Estimating a mean with (rescaled units) \sigma^2/n = 1. The flat line is the unbiased rule \bar X, with constant risk 1. The parabola is a shrinkage rule c\bar X that pulls the estimate toward 0; its risk is c^2 + (1-c)^2\theta^2. Slide the shrinkage factor c: for \theta near 0 the shrinkage rule wins (lower risk), but for large |\theta| it loses. They cross — the visual proof that no rule dominates, and the reason we need Bayes or minimax to choose.
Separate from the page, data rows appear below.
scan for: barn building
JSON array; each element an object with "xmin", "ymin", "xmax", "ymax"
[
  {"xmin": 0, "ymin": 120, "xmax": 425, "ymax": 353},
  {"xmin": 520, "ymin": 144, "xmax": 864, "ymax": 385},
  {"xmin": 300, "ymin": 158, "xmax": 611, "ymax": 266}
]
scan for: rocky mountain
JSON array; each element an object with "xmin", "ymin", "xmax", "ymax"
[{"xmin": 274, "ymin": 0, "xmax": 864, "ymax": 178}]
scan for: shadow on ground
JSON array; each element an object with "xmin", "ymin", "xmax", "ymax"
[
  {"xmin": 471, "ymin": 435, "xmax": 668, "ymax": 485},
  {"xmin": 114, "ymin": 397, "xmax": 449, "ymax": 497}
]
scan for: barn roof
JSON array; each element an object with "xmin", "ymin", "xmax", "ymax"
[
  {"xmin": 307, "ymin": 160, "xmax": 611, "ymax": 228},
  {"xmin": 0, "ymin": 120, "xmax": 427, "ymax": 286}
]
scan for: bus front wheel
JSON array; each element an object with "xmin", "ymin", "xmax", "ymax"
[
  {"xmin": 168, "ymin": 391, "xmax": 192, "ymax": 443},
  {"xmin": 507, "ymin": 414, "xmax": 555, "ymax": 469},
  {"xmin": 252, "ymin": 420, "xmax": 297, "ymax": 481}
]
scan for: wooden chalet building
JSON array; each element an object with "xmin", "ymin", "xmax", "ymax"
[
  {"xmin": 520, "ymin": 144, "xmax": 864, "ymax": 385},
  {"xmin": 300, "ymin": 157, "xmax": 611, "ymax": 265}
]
Risk is an expectation over the data you might have seen. It is a property of the rule and the true \theta, computed before you look at your one dataset — not the loss you incur on the sample in your hand. On any particular dataset a high-risk rule might happen to nail the answer, and a low-risk rule might badly miss; risk only promises good behaviour on average across repetitions. And because true risk depends on the unknown \theta, you can never compute your rule's actual risk from data alone — you estimate it, or you commit to a prior (Bayes) or to the worst case (minimax). Confusing "low risk" with "I got it right this time" is a category error.

Minimax feels pessimistic — you optimise against an adversary who gets to choose the true \theta to hurt you most. But it earns its keep when being badly wrong is catastrophic and you have no trustworthy prior: think safety engineering, robust control, or an opponent in a genuine game who really is trying to beat you. There is also a deep bridge between the two philosophies. A minimax rule is often a Bayes rule for the least-favourable prior — the prior an adversary would choose — so minimax is, in a sense, Bayesian analysis against your worst enemy's beliefs. Bayes optimises for the world you expect; minimax insures against the world you fear. Mature analysis keeps both lenses handy.